Perhaps the anticipation is really for the potential Queen fight. The Queen of the Birthers, Orly Taitz, showed up in Nashville today and word has it that the media fled in mortal fear of being smothered by her. Those brave enough to stick around are hoping to get a front row seat as the rival Queens battle for camera angles.

This morning featured a stem-winding oratory by Drudge-spawn, Andrew Breitbart. His rabid rant, complete with frothing and spittle, was a non-stop harangue directed at the press – who were dutifully covering the whole thing from the back of the room. Breitbart delivered one contrived applause line after another, and the audience did their part like the good Pavlovians they are.

Outside the convention hall there were demonstrators who alleged that the convention organizers had hijacked the Tea Party movement for their own greedy purposes. It’s not likely they will be well received by the “establishment” Baggers. Especially after saying this:

“We don’t need Sarah Palin to be the face of our movement.”

Uh oh. Sacrilege never goes down easy. Even conservative icon David Frum is less than enamored with the Baggers. he penned a column today titled “Tea Party’s Fifteen Minutes Are Up, based on his visit to the ball.

Andrew Breitbart is introducing Palin. So far he has lauded her for being the first to talk about “death panels” and for referring to community organizers as thugs. Really? This is what she should be hailed for? Lies and insults?

Sarah opened with the courageous twofer that she is “proud to be an American” and a birthday wish for Ronald Reagan. Then she segued to a joke about Obama’s TelePrompter [insert rimshot here] that she read from her notecards.

Don’t wear yourselves out people. Chris Wallace has Sarah for the full hour tomorrow on Fox News Sunday.

Glenn Beck’s Common Cause With Al Qaeda

This week Fox News discovered a videotape that they have been giving quite a bit of airtime. It features Yasir Qadhi, an American born Islamic scholar who once gave religious instruction to the accused underwear bomber, Umar Farouk Abdulmuttalab. The video shows Qadhi expressing consternation that under democracy the law of man supersedes the law of God.

Qadhi: Can you believe it, a group of people coming together and voting and the majority vote will then be the law of the land? What gives you the right to prohibit something or allow something? Who gave you this right? Are you creators? Are you all-knowledgeable?

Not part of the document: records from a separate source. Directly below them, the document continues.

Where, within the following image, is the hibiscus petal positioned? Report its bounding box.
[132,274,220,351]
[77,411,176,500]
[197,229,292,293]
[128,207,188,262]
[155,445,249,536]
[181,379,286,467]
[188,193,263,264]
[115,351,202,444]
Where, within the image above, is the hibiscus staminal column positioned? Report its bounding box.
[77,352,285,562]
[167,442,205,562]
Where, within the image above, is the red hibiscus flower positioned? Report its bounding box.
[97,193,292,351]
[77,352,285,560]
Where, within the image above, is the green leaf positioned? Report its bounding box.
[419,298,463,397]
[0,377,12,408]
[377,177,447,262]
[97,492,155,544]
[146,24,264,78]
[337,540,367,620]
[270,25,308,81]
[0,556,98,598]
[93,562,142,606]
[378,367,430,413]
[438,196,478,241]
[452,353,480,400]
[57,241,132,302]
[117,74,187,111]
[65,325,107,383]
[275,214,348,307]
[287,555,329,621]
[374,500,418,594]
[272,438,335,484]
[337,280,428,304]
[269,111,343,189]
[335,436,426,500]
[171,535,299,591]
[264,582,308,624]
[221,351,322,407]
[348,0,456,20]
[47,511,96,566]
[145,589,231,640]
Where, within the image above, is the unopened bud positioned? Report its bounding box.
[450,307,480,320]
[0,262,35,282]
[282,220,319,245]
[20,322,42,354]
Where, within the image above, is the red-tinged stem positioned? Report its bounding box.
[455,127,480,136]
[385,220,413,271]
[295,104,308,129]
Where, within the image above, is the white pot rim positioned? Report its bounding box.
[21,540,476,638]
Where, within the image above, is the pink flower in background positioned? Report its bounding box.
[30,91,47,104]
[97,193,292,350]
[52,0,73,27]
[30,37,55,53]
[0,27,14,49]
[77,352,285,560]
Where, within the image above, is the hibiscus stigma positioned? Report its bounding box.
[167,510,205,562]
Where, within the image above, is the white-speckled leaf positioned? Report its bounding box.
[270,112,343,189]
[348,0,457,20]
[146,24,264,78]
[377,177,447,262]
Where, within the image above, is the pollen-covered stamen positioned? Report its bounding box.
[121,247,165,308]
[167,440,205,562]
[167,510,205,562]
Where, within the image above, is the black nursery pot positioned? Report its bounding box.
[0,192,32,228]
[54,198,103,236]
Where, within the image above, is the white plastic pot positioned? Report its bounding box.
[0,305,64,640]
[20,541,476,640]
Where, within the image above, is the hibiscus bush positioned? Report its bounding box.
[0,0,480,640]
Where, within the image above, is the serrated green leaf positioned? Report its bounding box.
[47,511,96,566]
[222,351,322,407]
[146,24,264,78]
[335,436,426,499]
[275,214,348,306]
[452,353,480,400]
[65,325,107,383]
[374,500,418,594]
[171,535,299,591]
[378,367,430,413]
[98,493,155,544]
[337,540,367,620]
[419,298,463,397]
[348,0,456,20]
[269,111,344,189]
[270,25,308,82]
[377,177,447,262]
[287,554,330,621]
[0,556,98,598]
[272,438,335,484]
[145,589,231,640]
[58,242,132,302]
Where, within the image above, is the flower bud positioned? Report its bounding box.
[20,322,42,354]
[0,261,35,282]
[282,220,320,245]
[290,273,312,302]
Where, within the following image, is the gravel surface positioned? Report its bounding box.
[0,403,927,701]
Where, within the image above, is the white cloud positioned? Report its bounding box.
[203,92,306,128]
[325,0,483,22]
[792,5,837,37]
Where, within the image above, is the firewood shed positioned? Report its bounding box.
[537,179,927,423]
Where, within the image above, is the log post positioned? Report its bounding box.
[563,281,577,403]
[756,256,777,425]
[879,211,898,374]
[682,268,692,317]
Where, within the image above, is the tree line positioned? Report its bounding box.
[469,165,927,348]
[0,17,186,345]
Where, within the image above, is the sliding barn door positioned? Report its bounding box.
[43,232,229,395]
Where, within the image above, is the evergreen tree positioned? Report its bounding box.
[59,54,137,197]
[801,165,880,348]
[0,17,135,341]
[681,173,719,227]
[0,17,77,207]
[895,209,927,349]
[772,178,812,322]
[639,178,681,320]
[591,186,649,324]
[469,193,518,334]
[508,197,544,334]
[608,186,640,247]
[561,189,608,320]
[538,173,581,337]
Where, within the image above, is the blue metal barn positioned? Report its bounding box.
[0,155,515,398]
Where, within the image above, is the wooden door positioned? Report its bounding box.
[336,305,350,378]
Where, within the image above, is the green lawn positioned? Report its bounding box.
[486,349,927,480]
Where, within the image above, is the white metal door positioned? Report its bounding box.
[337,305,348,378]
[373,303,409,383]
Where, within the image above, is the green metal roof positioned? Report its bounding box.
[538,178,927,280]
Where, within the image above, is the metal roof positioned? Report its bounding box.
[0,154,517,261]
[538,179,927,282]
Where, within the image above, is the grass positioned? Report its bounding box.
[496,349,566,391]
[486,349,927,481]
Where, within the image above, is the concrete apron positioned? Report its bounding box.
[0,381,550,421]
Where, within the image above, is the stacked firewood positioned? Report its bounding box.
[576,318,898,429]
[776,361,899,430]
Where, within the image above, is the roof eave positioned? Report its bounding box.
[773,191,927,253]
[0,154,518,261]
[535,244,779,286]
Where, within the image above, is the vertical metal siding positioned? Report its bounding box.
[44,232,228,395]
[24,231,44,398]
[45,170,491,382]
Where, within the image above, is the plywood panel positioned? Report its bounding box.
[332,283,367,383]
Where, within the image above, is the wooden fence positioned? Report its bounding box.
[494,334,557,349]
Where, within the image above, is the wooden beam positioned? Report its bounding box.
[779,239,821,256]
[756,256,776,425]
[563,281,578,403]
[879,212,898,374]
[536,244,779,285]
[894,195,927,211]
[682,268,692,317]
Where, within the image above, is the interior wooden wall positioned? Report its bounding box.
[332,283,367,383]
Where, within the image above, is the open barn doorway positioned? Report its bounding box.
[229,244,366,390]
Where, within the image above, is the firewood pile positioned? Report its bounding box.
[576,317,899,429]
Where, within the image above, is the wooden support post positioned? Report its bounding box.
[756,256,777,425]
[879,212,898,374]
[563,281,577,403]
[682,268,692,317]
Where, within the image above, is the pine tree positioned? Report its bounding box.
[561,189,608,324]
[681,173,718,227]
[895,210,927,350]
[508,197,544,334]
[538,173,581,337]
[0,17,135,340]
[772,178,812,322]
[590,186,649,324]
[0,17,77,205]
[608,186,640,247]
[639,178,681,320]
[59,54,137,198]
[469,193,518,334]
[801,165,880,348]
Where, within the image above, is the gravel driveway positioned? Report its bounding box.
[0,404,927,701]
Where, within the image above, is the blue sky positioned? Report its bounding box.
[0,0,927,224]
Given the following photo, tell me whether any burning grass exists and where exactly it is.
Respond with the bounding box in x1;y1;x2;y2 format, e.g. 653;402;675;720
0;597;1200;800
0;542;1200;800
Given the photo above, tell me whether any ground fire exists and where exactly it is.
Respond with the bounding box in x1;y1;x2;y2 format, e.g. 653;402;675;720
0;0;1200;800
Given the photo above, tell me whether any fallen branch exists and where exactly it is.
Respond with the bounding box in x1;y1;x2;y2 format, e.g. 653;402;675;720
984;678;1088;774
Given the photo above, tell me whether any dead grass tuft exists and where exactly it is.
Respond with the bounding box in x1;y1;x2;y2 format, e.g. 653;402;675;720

That, of course, is an untenable position that is contrary to the most cherished principles of our nation. It is also precisely the position held by the Christian extremists in this country. It is the philosophy of the American Taliban that is so perfectly articulated by Glenn Beck.

Beck: Endowed by their creator. Not endowed by their senator or their regulatory czar or their president. God is the grantor of rights. No one else. […] If God is somehow or other cut out of the rights process, you get all of your rights from government. That is in essence what our founders fought against. Government bestowing rights.

Beck has the same animus for democracy as Qadhi. They both discount the role of citizens to direct their society in favor of a social order mandated by religious doctrine. Contrary to Beck’s assertion, that is what our founders fought against. But as Fox News flaunts this video of a negligible Muslim teacher, it’s too bad they won’t provide the context for their audience to see that our country has people who hold similarly repugnant views; that dwelling on fringe characters like Qadhi is insulting to most Muslims; and that American theocrats with television shows are far more dangerous.